The rand was stable in the Monday morning trade, with analysts expecting little movement of the local currency until the outcome of the European Central Bank (ECB) meeting later this week.
The ECB is meeting on Thursday in Barcelona and media reports said it may refuse any more easy money for governments as the political resolve to rein in deficits shows signs of crumbling in that region.
Since the ECB's last meeting in April, there has been a resurgence in the eurozone sovereign debt crisis, and the spotlight on the 17-nation bloc suggests it has fallen into recession.
"The rand is very stable this morning and we are not expecting much influence until the outcome of the ECB. It strengthened in thin volume by 0.7 percent to R7.73 against the USD on Friday, which was good," a local trader said.
SA markets were closed on Friday for the Freedom Day public holiday.

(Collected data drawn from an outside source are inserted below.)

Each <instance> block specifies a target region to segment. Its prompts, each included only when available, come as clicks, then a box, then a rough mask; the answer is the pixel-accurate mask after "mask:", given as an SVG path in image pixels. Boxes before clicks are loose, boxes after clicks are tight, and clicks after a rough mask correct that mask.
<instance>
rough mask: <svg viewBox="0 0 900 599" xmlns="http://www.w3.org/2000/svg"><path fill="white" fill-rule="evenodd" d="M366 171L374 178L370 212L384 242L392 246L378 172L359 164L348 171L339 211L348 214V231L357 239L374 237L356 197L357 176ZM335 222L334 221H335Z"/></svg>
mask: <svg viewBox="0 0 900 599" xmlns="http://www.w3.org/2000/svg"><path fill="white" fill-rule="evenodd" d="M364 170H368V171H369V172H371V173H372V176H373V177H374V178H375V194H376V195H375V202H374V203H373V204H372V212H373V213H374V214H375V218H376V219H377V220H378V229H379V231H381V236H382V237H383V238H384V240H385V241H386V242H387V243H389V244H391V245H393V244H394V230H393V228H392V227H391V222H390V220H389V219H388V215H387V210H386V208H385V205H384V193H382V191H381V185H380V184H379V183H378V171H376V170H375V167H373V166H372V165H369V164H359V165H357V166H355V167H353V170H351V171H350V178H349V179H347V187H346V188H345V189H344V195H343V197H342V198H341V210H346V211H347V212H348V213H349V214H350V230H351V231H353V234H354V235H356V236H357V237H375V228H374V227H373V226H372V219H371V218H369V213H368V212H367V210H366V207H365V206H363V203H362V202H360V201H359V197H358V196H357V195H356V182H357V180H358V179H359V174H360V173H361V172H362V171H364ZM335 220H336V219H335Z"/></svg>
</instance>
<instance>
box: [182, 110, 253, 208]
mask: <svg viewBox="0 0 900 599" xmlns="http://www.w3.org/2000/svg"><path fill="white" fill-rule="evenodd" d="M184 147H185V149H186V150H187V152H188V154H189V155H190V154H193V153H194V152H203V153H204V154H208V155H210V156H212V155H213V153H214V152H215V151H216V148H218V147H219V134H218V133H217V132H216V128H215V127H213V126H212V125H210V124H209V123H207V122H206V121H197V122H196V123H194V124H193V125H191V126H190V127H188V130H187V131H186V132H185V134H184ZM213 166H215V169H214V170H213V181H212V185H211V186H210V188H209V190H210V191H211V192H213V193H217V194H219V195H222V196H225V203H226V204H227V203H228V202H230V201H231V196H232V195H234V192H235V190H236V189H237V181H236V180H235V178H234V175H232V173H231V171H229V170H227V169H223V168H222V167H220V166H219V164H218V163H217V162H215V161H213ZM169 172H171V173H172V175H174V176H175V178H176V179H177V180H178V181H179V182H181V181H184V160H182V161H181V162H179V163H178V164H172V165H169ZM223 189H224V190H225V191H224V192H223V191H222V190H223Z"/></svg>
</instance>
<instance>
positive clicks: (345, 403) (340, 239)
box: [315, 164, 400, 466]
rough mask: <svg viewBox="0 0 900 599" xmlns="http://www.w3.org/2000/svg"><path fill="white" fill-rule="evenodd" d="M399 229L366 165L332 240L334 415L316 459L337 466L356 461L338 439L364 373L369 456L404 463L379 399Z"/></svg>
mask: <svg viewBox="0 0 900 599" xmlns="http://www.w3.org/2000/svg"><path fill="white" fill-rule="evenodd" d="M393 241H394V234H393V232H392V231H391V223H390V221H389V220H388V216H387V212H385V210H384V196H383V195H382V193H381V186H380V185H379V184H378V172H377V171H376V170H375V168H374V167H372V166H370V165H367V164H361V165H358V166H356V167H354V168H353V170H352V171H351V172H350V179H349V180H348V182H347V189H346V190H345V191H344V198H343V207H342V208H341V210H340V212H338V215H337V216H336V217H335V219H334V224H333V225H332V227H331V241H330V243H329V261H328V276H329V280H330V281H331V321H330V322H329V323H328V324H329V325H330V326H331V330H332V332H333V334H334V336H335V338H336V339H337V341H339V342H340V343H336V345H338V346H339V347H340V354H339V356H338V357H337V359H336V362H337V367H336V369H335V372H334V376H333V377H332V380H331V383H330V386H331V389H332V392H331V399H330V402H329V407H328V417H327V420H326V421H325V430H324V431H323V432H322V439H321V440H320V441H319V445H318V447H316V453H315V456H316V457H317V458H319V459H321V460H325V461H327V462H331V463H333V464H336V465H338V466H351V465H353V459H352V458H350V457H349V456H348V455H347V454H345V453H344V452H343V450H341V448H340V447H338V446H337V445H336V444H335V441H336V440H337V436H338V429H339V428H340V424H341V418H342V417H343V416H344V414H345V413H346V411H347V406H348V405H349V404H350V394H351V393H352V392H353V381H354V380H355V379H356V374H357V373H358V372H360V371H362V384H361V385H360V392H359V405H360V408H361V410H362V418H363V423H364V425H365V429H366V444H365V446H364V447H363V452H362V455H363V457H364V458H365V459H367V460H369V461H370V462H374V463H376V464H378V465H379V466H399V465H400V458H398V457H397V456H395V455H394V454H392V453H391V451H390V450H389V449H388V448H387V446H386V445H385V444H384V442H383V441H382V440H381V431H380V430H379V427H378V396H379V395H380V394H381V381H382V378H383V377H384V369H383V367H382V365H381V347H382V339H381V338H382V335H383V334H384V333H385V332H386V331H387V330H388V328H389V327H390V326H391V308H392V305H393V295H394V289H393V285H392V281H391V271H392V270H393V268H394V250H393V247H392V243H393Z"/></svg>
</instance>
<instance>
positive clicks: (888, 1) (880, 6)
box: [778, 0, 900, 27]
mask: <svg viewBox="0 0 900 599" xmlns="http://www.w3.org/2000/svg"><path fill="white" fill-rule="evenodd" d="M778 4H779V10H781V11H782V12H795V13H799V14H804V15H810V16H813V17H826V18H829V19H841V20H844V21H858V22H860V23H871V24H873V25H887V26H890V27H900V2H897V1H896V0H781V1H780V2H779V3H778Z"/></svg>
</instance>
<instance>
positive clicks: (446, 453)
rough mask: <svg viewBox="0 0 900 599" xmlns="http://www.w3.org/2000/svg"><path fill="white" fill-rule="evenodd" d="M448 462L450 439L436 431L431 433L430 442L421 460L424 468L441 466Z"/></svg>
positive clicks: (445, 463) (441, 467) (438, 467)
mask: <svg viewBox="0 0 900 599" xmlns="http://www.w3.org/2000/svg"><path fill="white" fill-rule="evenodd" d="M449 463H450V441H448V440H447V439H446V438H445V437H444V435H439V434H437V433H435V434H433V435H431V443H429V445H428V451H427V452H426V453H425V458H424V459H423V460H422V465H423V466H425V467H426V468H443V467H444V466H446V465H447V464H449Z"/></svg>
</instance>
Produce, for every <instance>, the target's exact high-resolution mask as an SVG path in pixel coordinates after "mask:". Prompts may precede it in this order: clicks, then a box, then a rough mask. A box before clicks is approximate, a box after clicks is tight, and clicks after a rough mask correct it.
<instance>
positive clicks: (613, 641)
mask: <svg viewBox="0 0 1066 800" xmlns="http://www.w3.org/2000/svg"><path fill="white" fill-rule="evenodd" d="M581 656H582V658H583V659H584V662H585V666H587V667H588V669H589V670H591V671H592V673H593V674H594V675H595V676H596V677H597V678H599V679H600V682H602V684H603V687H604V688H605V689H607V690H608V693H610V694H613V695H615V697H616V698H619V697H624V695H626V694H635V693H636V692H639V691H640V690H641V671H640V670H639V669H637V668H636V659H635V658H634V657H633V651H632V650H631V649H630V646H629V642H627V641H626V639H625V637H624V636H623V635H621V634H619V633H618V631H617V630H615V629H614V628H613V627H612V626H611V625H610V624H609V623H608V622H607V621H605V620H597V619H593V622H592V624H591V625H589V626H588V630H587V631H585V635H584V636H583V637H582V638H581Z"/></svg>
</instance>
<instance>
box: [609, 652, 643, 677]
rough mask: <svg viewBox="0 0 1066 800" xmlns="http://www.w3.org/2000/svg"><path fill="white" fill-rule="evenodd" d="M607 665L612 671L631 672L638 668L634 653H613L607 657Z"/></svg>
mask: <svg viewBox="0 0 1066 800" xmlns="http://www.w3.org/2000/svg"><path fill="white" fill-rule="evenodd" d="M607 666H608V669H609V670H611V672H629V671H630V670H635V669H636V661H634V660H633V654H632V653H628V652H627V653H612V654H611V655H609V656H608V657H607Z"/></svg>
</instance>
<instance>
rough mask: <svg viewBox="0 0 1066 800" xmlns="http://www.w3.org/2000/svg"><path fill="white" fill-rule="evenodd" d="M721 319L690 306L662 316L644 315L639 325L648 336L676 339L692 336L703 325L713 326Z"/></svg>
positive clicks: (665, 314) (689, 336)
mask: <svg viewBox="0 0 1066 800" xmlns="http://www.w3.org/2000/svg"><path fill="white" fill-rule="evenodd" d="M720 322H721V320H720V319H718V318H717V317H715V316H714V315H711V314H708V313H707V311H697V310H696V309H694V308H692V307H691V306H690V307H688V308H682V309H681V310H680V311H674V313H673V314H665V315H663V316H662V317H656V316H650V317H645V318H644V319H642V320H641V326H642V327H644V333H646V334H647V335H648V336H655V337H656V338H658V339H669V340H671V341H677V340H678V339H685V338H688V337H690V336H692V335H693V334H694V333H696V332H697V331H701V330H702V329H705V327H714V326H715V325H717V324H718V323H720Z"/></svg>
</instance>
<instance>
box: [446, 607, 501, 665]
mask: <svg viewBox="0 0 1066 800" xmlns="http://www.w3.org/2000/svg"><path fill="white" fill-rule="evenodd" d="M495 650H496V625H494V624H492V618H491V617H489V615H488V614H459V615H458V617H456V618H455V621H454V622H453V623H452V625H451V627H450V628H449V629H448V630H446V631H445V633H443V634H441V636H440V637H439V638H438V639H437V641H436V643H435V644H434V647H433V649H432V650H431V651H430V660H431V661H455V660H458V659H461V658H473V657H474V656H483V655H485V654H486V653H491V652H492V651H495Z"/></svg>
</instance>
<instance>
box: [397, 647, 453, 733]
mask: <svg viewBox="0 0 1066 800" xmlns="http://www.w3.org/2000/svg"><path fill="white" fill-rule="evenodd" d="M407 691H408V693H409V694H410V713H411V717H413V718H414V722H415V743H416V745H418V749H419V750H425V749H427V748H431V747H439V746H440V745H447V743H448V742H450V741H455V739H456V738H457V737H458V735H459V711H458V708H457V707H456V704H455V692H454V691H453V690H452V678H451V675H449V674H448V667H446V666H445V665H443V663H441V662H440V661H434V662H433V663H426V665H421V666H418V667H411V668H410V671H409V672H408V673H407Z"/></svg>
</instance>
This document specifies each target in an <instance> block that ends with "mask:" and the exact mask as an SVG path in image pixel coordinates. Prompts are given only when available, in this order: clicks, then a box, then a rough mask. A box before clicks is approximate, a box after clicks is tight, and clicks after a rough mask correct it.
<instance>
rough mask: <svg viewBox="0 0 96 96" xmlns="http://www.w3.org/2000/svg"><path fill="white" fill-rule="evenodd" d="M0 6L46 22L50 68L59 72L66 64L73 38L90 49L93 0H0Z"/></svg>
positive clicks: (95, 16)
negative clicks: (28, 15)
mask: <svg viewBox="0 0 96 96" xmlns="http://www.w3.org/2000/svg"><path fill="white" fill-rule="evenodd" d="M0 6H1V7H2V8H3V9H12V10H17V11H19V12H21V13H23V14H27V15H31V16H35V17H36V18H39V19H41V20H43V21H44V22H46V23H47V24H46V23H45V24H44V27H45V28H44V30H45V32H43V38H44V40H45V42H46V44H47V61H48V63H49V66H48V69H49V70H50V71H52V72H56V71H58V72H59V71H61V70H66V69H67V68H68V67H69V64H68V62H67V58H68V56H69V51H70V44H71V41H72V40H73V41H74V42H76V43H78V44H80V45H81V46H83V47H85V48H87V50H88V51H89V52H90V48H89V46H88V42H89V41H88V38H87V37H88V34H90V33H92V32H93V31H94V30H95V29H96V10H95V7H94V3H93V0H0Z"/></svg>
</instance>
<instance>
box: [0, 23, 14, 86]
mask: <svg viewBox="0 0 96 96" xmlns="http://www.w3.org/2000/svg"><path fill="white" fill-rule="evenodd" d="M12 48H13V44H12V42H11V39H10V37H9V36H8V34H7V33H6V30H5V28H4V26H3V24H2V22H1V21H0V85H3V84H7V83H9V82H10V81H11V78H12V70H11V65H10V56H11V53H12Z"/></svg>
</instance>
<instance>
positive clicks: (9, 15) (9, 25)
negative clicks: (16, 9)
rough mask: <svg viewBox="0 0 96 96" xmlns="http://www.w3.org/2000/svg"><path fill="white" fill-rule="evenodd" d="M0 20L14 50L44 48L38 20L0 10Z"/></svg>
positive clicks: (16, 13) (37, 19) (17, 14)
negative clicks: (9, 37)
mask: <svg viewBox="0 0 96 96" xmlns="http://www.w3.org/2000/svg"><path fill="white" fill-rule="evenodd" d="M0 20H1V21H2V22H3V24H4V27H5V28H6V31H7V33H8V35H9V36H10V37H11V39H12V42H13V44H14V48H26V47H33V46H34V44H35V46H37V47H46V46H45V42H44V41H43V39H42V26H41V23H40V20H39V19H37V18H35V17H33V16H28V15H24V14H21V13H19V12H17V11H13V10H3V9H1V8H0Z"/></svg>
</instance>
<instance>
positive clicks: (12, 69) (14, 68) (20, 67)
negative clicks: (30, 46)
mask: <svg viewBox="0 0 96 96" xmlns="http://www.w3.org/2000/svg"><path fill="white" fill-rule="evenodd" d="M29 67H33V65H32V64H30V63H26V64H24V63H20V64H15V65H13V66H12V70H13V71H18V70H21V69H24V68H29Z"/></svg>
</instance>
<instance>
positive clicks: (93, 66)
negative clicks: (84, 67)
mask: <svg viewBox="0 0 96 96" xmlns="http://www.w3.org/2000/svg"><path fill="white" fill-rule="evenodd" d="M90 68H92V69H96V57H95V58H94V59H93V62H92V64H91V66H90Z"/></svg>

At 08:37 local time the rand was bid at R7.7347 to the dollar from its previous close of R7.7.7340. It was bid at R10.2485 to the euro from R10.2559 before, and at R12.5848 against sterling from R12.6011 previously.
The euro was bid at US$1.3248 from its previous close of $1.3239.
Standard Bank analysts said in a morning report that the rand had remained fairly range-bound over the past week, as the market firstly waited for the FOMC meeting and then the local public holiday.
"Weaker-than-expected US Q1:12 GDP numbers late last week have put the dollar under pressure, with the rand benefitting from this weakness. Over the coming week, however, the rand could suffer if developments in Europe continue to take a negative tone. The downgrading of Spain's sovereign rating will make this week's Spanish auction a key focal point," the bank said.
Standard bank said it didn't expect fresh stimulus measures from the ECB meeting, which could weigh on the euro.
"While the odds remain stacked in favour of rand weakness in our view, today's data could provide some support if the trade balance narrows in line with our expectations," the bank added.
Dow Jones Newswires reported that the dollar sagged against the yen and emerging Asian currencies on Monday as more signs of strain on the US economy spurred expectations of further easing by the Fed.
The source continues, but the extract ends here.